È nata a Firenze in via delle Cento Stelle e già questo basta ad alimentare suggestioni. È il 12 giugno del 1922. Il primo contatto con gli astri ce l’ha grazie al “babbo” Roberto, contabile con la passione per i libri di divulgazione scientifica. È lui a spiegargli come distinguere un pianeta da una stella. Le parole che usò per farlo non le conosciamo, ma sappiamo con certezza che alla Margherita di allora la cosa lasciò abbastanza indifferente. La giovane Hack preferisce concentrarsi su questioni ben più concrete: chiodi, martelli, cacciaviti, bulloni con cui smonta e rimonta la sua bicicletta. Tifa la Fiorentina, argomento ricorrente nei suoi temi da liceale, e si divide tra la pallacanestro e l’atletica leggera. Una passione, quest’ultima, che negli anni del Fascismo la portò sul podio dei Littoriali di Como, Firenze e Bologna. “Lo sport agonistico – ricorderà – è stato molto importante perché anche la scienza l’ho affrontata come uno sport, come una gara”.
Lo studio? Non è che le garbasse tanto. Diceva d’essere stata “fortunata” ad aver saltato gli esami di maturità classica, da lei definiti “un incubo”, a causa dello scoppio della guerra. L’università la decide a caso: Lettere, ma dopo appena un’ora di lezione capisce che non fanno per lei. Il secondo tentativo è la Fisica e le cose vanno decisamente meglio. La tesi sperimentale sulle Cefeidi, grandi stelle particolarmente luminose, è l’inizio del suo viaggio nella spettroscopia degli astri. Un viaggio che la porterà fino alla cattedra di astronomia all’Università di Trieste nel 1964 e al timone dell’Osservatorio astronomico, prima donna a ricoprire questo ruolo che sarà suo per ben ventitré anni. È stata un membro dell’Accademia Nazionale dei Lincei e dei gruppi di lavoro dell’Esa e della Nasa. Autrice di numerose pubblicazioni in ambito scientifico, come lo “Stellar Spettroscopy”, scritto a quattro mani con l’astronomo russo Ottro Struve e considerato ancora oggi uno dei trattati fondamentali della spettroscopia stellare. Nel 2012 riceve il titolo di cavaliere di gran croce dell’Ordine al merito della Repubblica italiana.

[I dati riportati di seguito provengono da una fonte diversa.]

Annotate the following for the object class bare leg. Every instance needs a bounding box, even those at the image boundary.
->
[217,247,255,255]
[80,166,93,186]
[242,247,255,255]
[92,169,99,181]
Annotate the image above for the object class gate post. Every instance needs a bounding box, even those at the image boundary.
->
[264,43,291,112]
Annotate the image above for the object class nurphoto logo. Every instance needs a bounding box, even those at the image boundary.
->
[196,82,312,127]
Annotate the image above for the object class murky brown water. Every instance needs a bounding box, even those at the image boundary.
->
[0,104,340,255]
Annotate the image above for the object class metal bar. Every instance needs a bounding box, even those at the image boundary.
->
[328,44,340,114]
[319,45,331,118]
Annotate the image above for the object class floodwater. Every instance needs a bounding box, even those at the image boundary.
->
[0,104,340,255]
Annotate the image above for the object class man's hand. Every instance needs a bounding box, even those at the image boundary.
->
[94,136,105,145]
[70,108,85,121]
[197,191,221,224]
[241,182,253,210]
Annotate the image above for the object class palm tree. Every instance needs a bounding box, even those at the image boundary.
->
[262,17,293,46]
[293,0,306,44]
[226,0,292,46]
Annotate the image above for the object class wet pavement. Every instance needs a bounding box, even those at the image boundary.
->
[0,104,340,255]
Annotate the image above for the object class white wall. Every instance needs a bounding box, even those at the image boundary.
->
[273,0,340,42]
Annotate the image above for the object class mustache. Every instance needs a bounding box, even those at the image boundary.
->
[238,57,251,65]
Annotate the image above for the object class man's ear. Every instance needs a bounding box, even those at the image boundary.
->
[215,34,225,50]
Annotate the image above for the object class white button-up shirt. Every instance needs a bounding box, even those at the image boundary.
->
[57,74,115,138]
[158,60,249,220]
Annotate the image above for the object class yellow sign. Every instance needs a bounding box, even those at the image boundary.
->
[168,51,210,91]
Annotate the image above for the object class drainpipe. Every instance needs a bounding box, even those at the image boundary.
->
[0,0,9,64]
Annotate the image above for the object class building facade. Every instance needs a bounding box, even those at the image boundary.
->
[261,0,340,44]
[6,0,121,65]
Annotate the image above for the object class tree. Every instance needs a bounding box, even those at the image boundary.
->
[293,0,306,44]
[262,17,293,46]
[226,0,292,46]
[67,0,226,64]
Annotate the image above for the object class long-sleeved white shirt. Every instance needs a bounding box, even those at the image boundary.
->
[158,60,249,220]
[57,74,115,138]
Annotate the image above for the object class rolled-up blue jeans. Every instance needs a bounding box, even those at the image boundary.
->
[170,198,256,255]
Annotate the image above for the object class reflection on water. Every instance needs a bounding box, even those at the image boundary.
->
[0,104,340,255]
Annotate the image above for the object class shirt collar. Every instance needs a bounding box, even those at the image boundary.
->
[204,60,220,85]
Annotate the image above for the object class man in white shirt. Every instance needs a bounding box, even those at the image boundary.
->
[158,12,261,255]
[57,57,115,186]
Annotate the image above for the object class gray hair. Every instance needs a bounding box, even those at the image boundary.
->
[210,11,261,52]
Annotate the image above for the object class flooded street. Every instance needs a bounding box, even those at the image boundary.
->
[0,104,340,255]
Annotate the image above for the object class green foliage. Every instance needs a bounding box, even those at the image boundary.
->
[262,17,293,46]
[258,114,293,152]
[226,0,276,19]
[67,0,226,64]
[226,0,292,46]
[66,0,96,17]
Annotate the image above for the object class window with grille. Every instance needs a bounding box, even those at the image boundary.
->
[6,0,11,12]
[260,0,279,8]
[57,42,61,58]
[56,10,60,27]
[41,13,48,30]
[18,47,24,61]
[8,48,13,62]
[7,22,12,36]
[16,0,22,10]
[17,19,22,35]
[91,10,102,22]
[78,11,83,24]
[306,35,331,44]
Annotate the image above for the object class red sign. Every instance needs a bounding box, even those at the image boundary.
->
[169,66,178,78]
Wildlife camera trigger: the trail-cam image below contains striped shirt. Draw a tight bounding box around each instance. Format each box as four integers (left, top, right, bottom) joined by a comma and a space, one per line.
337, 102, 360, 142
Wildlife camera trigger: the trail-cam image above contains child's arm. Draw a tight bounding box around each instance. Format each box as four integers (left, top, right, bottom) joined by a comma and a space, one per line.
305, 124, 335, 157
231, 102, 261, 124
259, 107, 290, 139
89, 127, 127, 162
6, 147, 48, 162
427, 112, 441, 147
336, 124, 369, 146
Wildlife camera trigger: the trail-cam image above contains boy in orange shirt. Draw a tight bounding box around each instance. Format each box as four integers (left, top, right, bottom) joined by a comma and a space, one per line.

Ma a chi le chiedeva un bilancio professionale, ormai canuta, rispondeva con modestia disarmante: “Ho fatto un lavoro degno, niente di straordinario”. La Hack non è rimasta confinata negli steccati accademici, anzi: infaticabile il suo impegno nel campo della divulgazione scientifica, in quello dei diritti e dell’animalismo. Ha sfiorato l’idea di entrare in politica, salvo poi rinunciare, una volta eletta con il Partito dei Comunisti Italiani, per non sottrarre tempo agli studi. Era antifascista Margherita Hack, lo era diventata nel 1938, quando le toccò assistere allo scempio delle legge razziali. Ha creduto nel Sessantotto, rimanendoci scottata: “C’era voglia di libertà, autonomia, collaborazione, ha fatto crescere l’astrofisica italiana, ma molti di quelli più attivi all’epoca, una volta andati in cattedra sono diventati tra i peggiori conservatori”.
Era atea. Per lei eravamo tutti figli delle stelle. “Abbiamo tutti la stessa origine, siamo tutti fatti della stessa materia costruita dalle stelle esplodenti, per cui il concetto di fratellanza universale va esteso veramente a tutti i viventi nell’universo”. Il 12 giugno avrebbe compiuto 100 anni e a Milano le hanno eratto una statua. È la prima in tutta Italia dedicata ad una scienziata. La ritrae con le mani a cannocchiale, intenta a guadare il cielo. “Penso alla ciclicità delle mie molecole, pronte a sopravvivermi, a ritornare in circolo girovagando per l’atmosfera e non provo tristezza. Ci sono stata, qualcuno si ricorderà di me e se così non fosse, non importa”.